Оделась и вышла на улицу. Третий троллейбус, до конечной.

А вот и парк. «Шестая от входа»…

Оставила тросточку дома. Без нее совсем трудно. Грузное тело не слушается. Одышка. А когда-то так легко оббегала лужицы. Наступает прямо в промерзлую осеннюю жижу. Слишком старая, чтобы выбирать дорогу. На миг остановилась, осмотрелась. Сердце защемило от резкой боли. Воспоминания, наверно.

Присела на четвертую…

***

Он уже видел свою скамейку. Хотел убыстрить шаг, но поскользнулся, чуть не упал. В его возрасте раз упадешь, уже можешь и не подняться. А до скамейки дойти надо. Подумал, что только чудо ее сюда приведет. Но сегодня ее день рождения. Может, с семьей отмечает. А может, нет ее больше. Совсем нет. От этих мыслей стало не по себе. Доплелся кое-как. Вот она, шестая от входа…

***

Она рассказывала, а сама боялась. Его реакция. Обрадуется, запаникует? Это сейчас она знает, что он, конечно, будет счастлив. Но боялась. Зря. Улыбнулся, засмеялся, подхватил ее. Такой молодой. Такая красивая. Надо идти.

Знакомый поворот. Несколько шагов. И… Она увидела человека. Старик. В поношенной куртенке. «Великовата». Сразу не узнать. Но пять гвоздик. Как всегда.

Он сидел с закрытыми глазами. Представлял себе ее. Русые волосы, всегда аккуратно собранные в пучок. Ни одной выбившейся прядки. Скромное платьице. Сама шила, по фигурке. Бежевое пальто. Сапожки, на небольшом каблучке. Такая миниатюрная.

«Умереть бы сейчас. Вот так. С ее образом», — подумал он.

Вдруг кто-то опустился на скамью. Совсем рядом. Как всегда.

Он открыл глаза. Она. И не она. Старая женщина, с белыми волосами. И строгий пучок.

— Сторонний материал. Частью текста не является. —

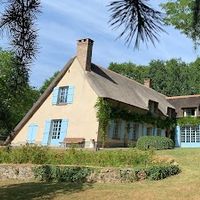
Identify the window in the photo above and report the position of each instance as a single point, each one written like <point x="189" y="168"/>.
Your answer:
<point x="149" y="131"/>
<point x="62" y="95"/>
<point x="171" y="112"/>
<point x="55" y="129"/>
<point x="132" y="130"/>
<point x="153" y="107"/>
<point x="190" y="134"/>
<point x="117" y="126"/>
<point x="189" y="112"/>
<point x="159" y="132"/>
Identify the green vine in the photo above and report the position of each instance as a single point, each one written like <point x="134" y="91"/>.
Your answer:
<point x="106" y="112"/>
<point x="188" y="121"/>
<point x="103" y="115"/>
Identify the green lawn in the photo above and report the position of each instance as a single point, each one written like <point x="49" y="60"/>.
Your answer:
<point x="184" y="186"/>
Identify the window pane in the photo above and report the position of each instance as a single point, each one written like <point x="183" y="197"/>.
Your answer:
<point x="56" y="128"/>
<point x="182" y="134"/>
<point x="62" y="98"/>
<point x="197" y="134"/>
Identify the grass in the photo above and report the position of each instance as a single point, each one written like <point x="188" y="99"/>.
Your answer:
<point x="183" y="186"/>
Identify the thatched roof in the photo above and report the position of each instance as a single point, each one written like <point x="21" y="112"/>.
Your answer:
<point x="109" y="84"/>
<point x="39" y="102"/>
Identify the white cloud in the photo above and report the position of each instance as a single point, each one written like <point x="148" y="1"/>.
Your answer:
<point x="63" y="22"/>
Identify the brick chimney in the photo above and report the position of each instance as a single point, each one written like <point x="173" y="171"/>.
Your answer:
<point x="147" y="82"/>
<point x="84" y="53"/>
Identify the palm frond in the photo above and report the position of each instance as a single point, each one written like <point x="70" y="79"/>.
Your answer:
<point x="137" y="19"/>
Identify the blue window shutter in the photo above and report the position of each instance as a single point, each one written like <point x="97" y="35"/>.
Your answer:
<point x="55" y="96"/>
<point x="111" y="129"/>
<point x="130" y="131"/>
<point x="70" y="94"/>
<point x="63" y="131"/>
<point x="29" y="136"/>
<point x="32" y="131"/>
<point x="122" y="130"/>
<point x="46" y="132"/>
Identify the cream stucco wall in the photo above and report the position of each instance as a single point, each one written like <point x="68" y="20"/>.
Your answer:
<point x="81" y="114"/>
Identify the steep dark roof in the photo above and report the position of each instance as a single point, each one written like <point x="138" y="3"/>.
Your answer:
<point x="180" y="102"/>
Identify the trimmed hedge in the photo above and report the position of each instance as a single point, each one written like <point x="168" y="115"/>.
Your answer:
<point x="154" y="142"/>
<point x="51" y="173"/>
<point x="71" y="174"/>
<point x="157" y="172"/>
<point x="105" y="158"/>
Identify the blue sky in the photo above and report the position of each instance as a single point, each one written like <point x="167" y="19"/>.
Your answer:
<point x="63" y="22"/>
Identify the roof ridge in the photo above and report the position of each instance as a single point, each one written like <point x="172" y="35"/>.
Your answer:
<point x="184" y="96"/>
<point x="131" y="80"/>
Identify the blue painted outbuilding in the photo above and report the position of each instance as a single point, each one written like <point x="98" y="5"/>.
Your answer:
<point x="187" y="136"/>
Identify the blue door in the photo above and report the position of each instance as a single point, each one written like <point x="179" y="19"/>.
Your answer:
<point x="32" y="132"/>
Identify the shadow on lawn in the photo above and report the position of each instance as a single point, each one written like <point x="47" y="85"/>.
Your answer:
<point x="40" y="190"/>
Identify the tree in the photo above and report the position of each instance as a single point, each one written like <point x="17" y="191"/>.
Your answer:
<point x="18" y="22"/>
<point x="47" y="82"/>
<point x="172" y="78"/>
<point x="180" y="14"/>
<point x="137" y="19"/>
<point x="13" y="103"/>
<point x="141" y="22"/>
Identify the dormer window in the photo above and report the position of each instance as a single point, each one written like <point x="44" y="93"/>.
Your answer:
<point x="153" y="107"/>
<point x="189" y="112"/>
<point x="170" y="112"/>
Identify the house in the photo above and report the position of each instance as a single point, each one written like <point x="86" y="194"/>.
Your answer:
<point x="66" y="111"/>
<point x="188" y="123"/>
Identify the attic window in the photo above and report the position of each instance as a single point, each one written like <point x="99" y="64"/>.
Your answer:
<point x="189" y="112"/>
<point x="170" y="112"/>
<point x="153" y="106"/>
<point x="62" y="95"/>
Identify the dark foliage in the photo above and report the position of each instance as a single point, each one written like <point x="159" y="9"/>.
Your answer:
<point x="196" y="20"/>
<point x="61" y="173"/>
<point x="18" y="21"/>
<point x="157" y="172"/>
<point x="138" y="20"/>
<point x="154" y="142"/>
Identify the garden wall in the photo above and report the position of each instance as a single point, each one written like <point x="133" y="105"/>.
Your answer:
<point x="100" y="175"/>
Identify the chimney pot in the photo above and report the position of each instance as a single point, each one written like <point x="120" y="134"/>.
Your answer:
<point x="148" y="82"/>
<point x="84" y="53"/>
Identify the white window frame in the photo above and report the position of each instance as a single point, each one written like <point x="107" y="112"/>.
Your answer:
<point x="55" y="129"/>
<point x="62" y="95"/>
<point x="190" y="134"/>
<point x="187" y="112"/>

Дрожащей рукой он протянул ей цветы.

– С днем рождения.

– Раньше добавлял «милая».

– Имею ли право сейчас?

Она взяла цветы. Пять гвоздик. Как же она любила эти гвоздики! Своими шершавыми пальцами она гладила лепестки. Такие нежные. Он смотрел на ее располневшее тело, на седые волосы. И не мог поверить — она, это она!

– На «тройке»?

– Маршрут не изменился. А столько лет уж прошло.

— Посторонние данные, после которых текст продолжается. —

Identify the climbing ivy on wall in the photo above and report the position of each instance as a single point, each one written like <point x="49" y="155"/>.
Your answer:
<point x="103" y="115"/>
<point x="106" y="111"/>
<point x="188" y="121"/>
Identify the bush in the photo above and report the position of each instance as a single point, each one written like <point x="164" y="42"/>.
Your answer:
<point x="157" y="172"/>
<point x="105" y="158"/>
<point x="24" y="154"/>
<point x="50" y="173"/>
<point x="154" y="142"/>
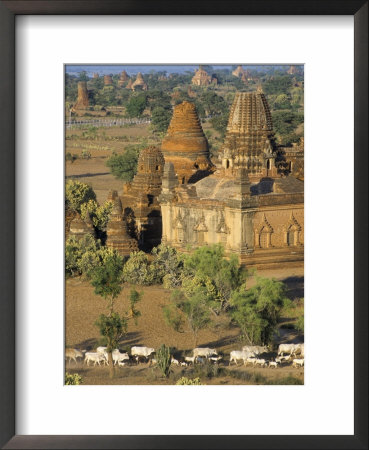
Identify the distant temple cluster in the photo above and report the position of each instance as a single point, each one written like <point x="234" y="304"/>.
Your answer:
<point x="251" y="200"/>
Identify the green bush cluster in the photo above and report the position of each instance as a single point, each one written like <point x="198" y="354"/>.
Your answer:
<point x="184" y="381"/>
<point x="77" y="193"/>
<point x="163" y="360"/>
<point x="73" y="379"/>
<point x="82" y="255"/>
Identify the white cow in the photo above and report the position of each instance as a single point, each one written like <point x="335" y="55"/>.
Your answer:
<point x="250" y="360"/>
<point x="205" y="352"/>
<point x="190" y="359"/>
<point x="96" y="358"/>
<point x="215" y="359"/>
<point x="286" y="348"/>
<point x="256" y="349"/>
<point x="298" y="362"/>
<point x="119" y="357"/>
<point x="142" y="351"/>
<point x="73" y="353"/>
<point x="260" y="362"/>
<point x="237" y="355"/>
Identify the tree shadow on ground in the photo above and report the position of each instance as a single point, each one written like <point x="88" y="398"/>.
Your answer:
<point x="295" y="287"/>
<point x="223" y="342"/>
<point x="88" y="344"/>
<point x="87" y="175"/>
<point x="130" y="339"/>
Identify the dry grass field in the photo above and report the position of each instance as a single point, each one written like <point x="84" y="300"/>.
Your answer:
<point x="83" y="307"/>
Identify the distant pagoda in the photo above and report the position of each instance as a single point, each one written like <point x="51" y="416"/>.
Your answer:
<point x="139" y="83"/>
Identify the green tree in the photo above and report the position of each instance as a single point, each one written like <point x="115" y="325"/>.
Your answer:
<point x="164" y="360"/>
<point x="107" y="281"/>
<point x="257" y="310"/>
<point x="137" y="269"/>
<point x="167" y="266"/>
<point x="134" y="298"/>
<point x="82" y="255"/>
<point x="77" y="193"/>
<point x="208" y="267"/>
<point x="99" y="214"/>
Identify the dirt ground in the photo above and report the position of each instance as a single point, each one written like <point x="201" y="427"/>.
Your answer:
<point x="83" y="308"/>
<point x="94" y="171"/>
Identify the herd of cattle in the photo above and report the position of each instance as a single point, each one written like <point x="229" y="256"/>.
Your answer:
<point x="250" y="354"/>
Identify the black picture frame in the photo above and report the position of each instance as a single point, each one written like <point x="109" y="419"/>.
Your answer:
<point x="8" y="12"/>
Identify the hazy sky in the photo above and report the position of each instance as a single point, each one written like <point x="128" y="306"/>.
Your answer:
<point x="133" y="69"/>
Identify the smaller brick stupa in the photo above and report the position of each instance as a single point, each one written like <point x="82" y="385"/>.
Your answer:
<point x="238" y="72"/>
<point x="292" y="70"/>
<point x="108" y="80"/>
<point x="201" y="78"/>
<point x="141" y="196"/>
<point x="123" y="78"/>
<point x="186" y="146"/>
<point x="139" y="83"/>
<point x="117" y="236"/>
<point x="82" y="98"/>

Они молчали. И в тот раз решили не говорить. Но назрело. Рвалось наружу. Терзало. Мучило. Тогда побоялись. Может, самое время?

Он не решился. Начала она.

– Знаешь, я так и не смогла больше иметь детей.

Его губы дрожали. Неизвестно, кому тяжелее сейчас.

– Я так устал. Нам надо было сразу… Как только это случилось.

Они на мгновение задумались. Тот страшный день. Опять перед глазами. Она только рассказала ему о ребенке. Они сидели здесь, на этой чертовой шестой от входа. Она держала в руках эти мерзкие цветы. А потом поторопилась вернуться домой. Он пошел в другую сторону, а она — мимо ненавистной четвертой, где сидели эти... Им нужна была только сумочка.